COMMISSION EUROPÉENNE DES DROITS DE L'HOMME
PREMIÈRE CHAMBRE
Requête no 34288/96
Michele Porretta
contre
Italie
RAPPORT DE LA COMMISSION
(adopté le 9 décembre 1997)
I.INTRODUCTION
1.Le présent rapport concerne la requête numéro 34288/96 introduite le 25 février 1996 contre l'Italie et enregistrée le 18 décembre 1996. Le requérant est un ressortissant italien né en 1920 et réside à Rome.
Le Gouvernement défendeur est représenté par son Agent, M. Umberto Leanza, Chef du service du Contentieux diplomatique au Ministère des Affaires étrangères.
2.Cette requête, qui porte sur la durée d'une procédure civile, a été communiquée le 21 janvier 1997 au Gouvernement.
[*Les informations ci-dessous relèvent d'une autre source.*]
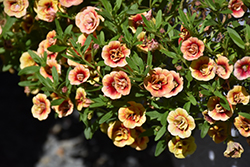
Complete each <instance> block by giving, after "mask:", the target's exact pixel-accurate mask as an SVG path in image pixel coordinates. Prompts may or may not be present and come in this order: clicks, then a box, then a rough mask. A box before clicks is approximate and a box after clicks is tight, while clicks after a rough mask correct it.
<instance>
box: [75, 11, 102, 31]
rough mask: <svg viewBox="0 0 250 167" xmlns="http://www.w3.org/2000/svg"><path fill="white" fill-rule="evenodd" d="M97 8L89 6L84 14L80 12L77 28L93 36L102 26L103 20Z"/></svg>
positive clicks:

A la suite d'un échange de mémoires, la requête a été déclarée recevable le 16 septembre 1997. Le texte de la décision sur la recevabilité est annexé au présent rapport.
3.Ayant constaté qu'il n'existe aucune base permettant d'obtenir un règlement amiable au sens de l'article 28 par. 1 b) de la Convention, la Commission (Première Chambre), après délibération, a adopté le 9 décembre 1997 le présent rapport conformément à l'article 31 par. 1 de la Convention, en présence des membres suivants :
MmeJ. LIDDY, Présidente
MM.M.P. PELLONPÄÄ
E. BUSUTTIL
A. WEITZEL
C.L. ROZAKIS
L. LOUCAIDES
B. CONFORTI
N. BRATZA
I. BÉKÉS
G. RESS
A. PERENI_
C. BÎRSAN
K. HERNDL
M. VILA AMIGÓ
MmeM. HION
M. R. NICOLINI
4.Dans ce rapport, la Commission a formulé son avis sur le point de savoir si les faits constatés révèlent, de la part de l'Italie, une violation de la Convention.
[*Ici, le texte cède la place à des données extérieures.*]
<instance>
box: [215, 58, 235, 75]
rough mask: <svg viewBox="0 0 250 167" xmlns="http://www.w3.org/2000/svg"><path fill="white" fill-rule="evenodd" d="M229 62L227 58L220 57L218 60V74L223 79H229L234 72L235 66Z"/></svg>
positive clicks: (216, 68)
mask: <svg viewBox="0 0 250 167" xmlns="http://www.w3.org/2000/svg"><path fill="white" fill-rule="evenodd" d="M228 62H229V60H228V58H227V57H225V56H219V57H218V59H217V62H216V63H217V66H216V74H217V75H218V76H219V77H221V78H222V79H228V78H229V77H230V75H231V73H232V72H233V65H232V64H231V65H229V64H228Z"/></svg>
5.Le texte du présent rapport sera transmis au Comité des Ministres du Conseil de l'Europe conformément à l'article 31 par. 2 de la Convention.
II.ETABLISSEMENT DES FAITS
6.Le 23 août 1969, le requérant introduisit devant la Cour des comptes un recours visant à obtenir une pension de guerre.
7.Le 29 août 1972, le dossier fut transmis à la direction générale du ministère du Trésor. Le 11 mars 1981, ladite direction générale retransmit le dossier au procureur général pour instruction. Le 14 novembre 1990, le procureur transmit à nouveau le dossier à la direction générale du ministère du Trésor qui l'avait entre-temps demandé. Le 22 mai 1994, le dossier fut transmis à la chambre régionale du Latium de la Cour des comptes. A une date non précisée, le requérant indiqua qu'il souhaitait continuer la procédure devant cette dernière.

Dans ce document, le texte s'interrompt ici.